Multinomial Logistic Regression
Regression & CorrelationExtends logistic regression to outcomes with three or more unordered categories, modelling the log-odds of each category relative to a reference category.
When to Use
Use this test when your outcome has three or more unordered categories and you want to predict category membership from one or more predictors. For example, predicting tumour subtype (basal, luminal A, luminal B) from gene expression features, or predicting transport mode choice (car, bus, bicycle) from demographic variables.
Assumptions
- The dependent variable is nominal with 3+ unordered categories.
- Observations are independent.
- Independence of irrelevant alternatives (IIA): the odds of choosing category A over B should not change if category C is removed.

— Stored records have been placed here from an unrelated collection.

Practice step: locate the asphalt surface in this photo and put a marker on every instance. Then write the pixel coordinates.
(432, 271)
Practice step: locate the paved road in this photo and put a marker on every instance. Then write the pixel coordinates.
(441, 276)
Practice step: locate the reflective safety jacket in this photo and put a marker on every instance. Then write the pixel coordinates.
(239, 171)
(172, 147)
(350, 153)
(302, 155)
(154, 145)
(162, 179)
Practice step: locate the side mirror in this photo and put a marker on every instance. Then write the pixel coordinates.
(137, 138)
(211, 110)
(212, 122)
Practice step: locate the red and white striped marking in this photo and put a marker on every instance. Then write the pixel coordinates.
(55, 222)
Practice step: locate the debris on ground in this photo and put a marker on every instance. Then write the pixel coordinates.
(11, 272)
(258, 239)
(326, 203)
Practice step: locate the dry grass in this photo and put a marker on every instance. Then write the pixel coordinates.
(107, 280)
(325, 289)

- No multicollinearity among predictors.
- Adequate sample size for each outcome category (at least 10 observations per predictor per category).
Required Inputs
| Input | Type | Notes |
|---|---|---|
| Outcome (Y) | Categorical (3+ levels) | Dependent variable with three or more unordered categories |
| Predictors | Numeric / Categorical | One or more independent variables |
Output Metrics
| Metric | What it means |
|---|---|
| Per-Class Coefficients (log-odds) | Log-odds coefficient for each predictor, for each category versus the reference category. |
| Per-Class Odds Ratios | Exponentiated coefficients: odds of being in a given category relative to the reference, per unit change in the predictor. |
| Accuracy | Overall proportion of correctly classified observations. |
| Precision (per class) | Proportion of predicted class members that truly belong to that class. |
| Recall (per class) | Proportion of actual class members that were correctly predicted. |
| F1 Score (per class) | Harmonic mean of precision and recall for each class. |
| Confusion Matrix | Cross-tabulation of predicted versus observed class memberships. |
Interpretation
- Each set of coefficients compares one category to the reference category. An odds ratio > 1 for predictor X in category B (vs. reference A) means that higher X increases the odds of being in category B relative to A.
- There are (k-1) sets of coefficients for k outcome categories. The reference category has all coefficients implicitly set to zero.
- Per-class precision and recall help identify which categories the model predicts well and which it confuses.
- The confusion matrix shows the most common misclassification patterns.
Common Pitfalls
- The IIA assumption can be problematic. If removing one category changes the relative odds of others, multinomial logistic regression may be inappropriate.
- With many categories or many predictors, the number of parameters grows quickly, increasing the risk of overfitting.
- Rare categories with very few observations produce unreliable coefficient estimates. Consider collapsing similar categories.
How It Works
- For each non-reference category, model the log-odds relative to the reference category as a linear combination of predictors.
- Estimate all coefficient sets simultaneously using maximum likelihood.
- Predicted probabilities for each category are computed using the softmax function applied to the linear predictors.
- Assign each observation to the category with the highest predicted probability for classification.
Citations
References
- McFadden, D. (1974). Conditional logit analysis of qualitative choice behavior. In P. Zarembka (Ed.), Frontiers in Econometrics (pp. 105-142). Academic Press.